After the rationing and the autarky, the Spanish tables were filled with color with "ye-yé" dishes such as the prawn cocktail or the fruit salad. Relegated to oblivion by new trends, the journalist Ana Vega claims them with "Cocina viejuna", a book that shows that nostalgia is also eaten.
Sirloin with green pepper, seafood salpicón, dates with bacon, stuffed pineapple, consommé, banana split and whiskey cake made the Spanish cuisine go from black and white to "technicolor", with carajillo and cubalibre end and end.
Vega, a Bilbao specialist in the history of gastronomy with humor and enthusiasm, recovers in "Cocina Viejuna" (Larousse) dishes that were "of a lovable horror" but whose "flavors and smells have remained in our memory even though it seems that we are ashamed of them, "he says in an interview with Efe.
This culinary change is the reflection of the social lived in Spain between the 60s and 1992, when the "modernity" was inaugurated: the migration from the countryside to the city, the progressive incorporation of women into the labor market or access generalized to products such as chicken and the arrival of other outsiders such as hearts of palm, pineapple or avocado.
The fridge arrives in installments, the minipimer, the espresso pot and the bar furniture makes a hole in the living room; the supermarkets appear, the families go to the restaurants to celebrate on Sunday or at least a certain date … "Carpanta stopped dreaming about the roasted chicken and the freedom and the uncovering that brought democracy to the kitchen. mourning of the stomach ", sums up.
So they opened a gap between widowed lentils or chickpeas with chorizo plates where the ornamentation was important and colorful until it fell into baroque, and that had triumphed in other countries decades, and even centuries ago.

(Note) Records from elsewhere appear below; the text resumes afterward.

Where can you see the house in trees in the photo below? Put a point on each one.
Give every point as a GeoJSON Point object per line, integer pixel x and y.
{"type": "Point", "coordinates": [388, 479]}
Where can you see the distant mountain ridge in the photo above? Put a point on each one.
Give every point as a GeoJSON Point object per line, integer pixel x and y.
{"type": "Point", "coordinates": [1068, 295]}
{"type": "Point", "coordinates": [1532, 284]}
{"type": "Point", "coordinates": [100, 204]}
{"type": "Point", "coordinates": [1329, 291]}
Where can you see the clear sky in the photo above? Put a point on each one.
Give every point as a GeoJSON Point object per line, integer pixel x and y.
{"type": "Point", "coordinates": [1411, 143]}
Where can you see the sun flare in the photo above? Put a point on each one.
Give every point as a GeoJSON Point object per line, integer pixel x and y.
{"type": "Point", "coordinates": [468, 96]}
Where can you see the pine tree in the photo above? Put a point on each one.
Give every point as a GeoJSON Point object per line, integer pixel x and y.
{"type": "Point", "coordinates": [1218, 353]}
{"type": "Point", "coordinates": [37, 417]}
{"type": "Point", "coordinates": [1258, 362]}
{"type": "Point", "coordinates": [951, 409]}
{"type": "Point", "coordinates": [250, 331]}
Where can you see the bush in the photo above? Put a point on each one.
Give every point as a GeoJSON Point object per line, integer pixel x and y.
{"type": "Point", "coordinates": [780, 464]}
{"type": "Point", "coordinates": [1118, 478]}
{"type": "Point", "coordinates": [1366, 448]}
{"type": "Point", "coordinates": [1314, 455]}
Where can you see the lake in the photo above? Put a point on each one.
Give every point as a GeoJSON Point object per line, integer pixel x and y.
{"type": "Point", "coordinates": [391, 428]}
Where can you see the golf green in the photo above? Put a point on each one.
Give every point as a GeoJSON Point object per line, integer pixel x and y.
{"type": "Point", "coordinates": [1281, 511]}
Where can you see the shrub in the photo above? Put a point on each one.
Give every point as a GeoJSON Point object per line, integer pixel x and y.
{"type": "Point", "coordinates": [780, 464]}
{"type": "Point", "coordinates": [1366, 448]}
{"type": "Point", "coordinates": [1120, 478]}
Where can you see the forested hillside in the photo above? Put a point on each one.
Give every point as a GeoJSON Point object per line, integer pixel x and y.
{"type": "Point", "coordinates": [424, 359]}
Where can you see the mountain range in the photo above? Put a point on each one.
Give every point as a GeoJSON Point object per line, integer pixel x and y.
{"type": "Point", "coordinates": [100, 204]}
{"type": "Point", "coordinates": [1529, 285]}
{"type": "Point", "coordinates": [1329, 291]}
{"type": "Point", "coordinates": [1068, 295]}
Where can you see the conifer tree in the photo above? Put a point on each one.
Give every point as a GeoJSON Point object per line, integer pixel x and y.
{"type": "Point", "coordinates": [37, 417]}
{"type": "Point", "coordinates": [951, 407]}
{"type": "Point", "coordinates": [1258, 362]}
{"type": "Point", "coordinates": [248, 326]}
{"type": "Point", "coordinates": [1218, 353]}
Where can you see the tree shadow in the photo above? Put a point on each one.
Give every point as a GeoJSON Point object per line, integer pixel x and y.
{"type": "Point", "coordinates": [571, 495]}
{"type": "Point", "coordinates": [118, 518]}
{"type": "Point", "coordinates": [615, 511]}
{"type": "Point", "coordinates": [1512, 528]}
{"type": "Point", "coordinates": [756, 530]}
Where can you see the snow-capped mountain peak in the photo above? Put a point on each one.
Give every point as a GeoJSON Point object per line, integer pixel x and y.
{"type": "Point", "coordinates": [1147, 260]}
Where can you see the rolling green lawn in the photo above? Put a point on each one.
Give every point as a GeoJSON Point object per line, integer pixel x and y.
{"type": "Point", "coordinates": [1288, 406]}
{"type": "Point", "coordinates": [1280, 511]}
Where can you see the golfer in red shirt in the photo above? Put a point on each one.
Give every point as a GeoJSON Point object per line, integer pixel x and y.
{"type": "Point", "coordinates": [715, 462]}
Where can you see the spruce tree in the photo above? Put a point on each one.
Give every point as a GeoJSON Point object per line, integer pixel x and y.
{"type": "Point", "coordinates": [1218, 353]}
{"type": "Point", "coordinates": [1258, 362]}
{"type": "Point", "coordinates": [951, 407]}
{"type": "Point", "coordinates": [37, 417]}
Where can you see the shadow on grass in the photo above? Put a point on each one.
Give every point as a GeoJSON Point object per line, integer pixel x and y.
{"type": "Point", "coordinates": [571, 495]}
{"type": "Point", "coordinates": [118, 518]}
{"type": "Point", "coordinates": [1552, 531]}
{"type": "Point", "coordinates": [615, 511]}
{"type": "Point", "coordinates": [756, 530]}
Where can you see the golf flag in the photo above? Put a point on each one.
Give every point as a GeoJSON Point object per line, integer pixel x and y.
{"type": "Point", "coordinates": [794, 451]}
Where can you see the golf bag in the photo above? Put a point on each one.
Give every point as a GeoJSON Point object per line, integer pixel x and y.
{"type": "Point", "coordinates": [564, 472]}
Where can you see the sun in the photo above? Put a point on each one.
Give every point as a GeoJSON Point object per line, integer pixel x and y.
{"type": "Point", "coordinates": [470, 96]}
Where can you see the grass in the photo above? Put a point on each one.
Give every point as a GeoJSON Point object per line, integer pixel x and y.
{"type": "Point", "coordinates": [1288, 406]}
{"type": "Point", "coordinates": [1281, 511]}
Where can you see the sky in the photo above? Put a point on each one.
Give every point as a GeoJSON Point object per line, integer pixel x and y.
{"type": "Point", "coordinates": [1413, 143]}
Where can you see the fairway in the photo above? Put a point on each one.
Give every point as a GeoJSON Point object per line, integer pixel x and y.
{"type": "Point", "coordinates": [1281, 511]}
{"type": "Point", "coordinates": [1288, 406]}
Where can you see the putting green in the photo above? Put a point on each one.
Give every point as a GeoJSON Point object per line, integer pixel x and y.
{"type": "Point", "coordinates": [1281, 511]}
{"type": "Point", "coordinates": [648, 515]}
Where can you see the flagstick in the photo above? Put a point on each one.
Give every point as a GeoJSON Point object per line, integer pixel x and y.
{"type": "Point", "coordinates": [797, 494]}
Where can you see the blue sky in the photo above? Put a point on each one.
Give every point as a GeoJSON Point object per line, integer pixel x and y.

The height of sophistication in the 80s, recalls Ana Vega, was the cocktail of prawns, born in California plagued by the Gold Rush of the mid-nineteenth century; stuffed eggs, canapés and sputnik (a pinched ball with skewers) take receptions at home and the laborious jelly of the fifteenth century, by the work and grace of industrialization, materializes in the salty aspic.
Many of the recipes, such as villeroy oysters, were popularized from the "posh" restaurants to the more modest for the sake of modernity, which degraded the quality of their ingredients to become "stars come to less".
The social evolution, the arrival of the new Basque cuisine -in which the journalist finds old traces like the sea bass in green pepper sauce of Pedro Subijana or the scorpion fish pie of Juan Mari Arzak- did the rest and the duck in orange , of French origin and symbol of refinement, was relegated to the cheap menus of Chinese restaurants.
The siphons arrived with their foams and spherifications, the chefs set out to the R & D and the melon with ham was forgotten on the shelves along with the sandwich of fuagrás or the mortadella with olives and margarine of the children's snacks.
Still, there are those who share with the writer that some of the old creations "should not have been lost". Restaurants like LaKasa, in Madrid, have turned the Wellington sirloin into one of the attractions of its menu, while others like Horcher or Zalacaín have resisted fashions and now dazzle a new audience that discovers the pleasure of tradition.
Vega, who has invested two years of research and writing for "Cocina Viejuna", rejoices with it: "It is nice to recover where we came from to see our great gastronomic evolution".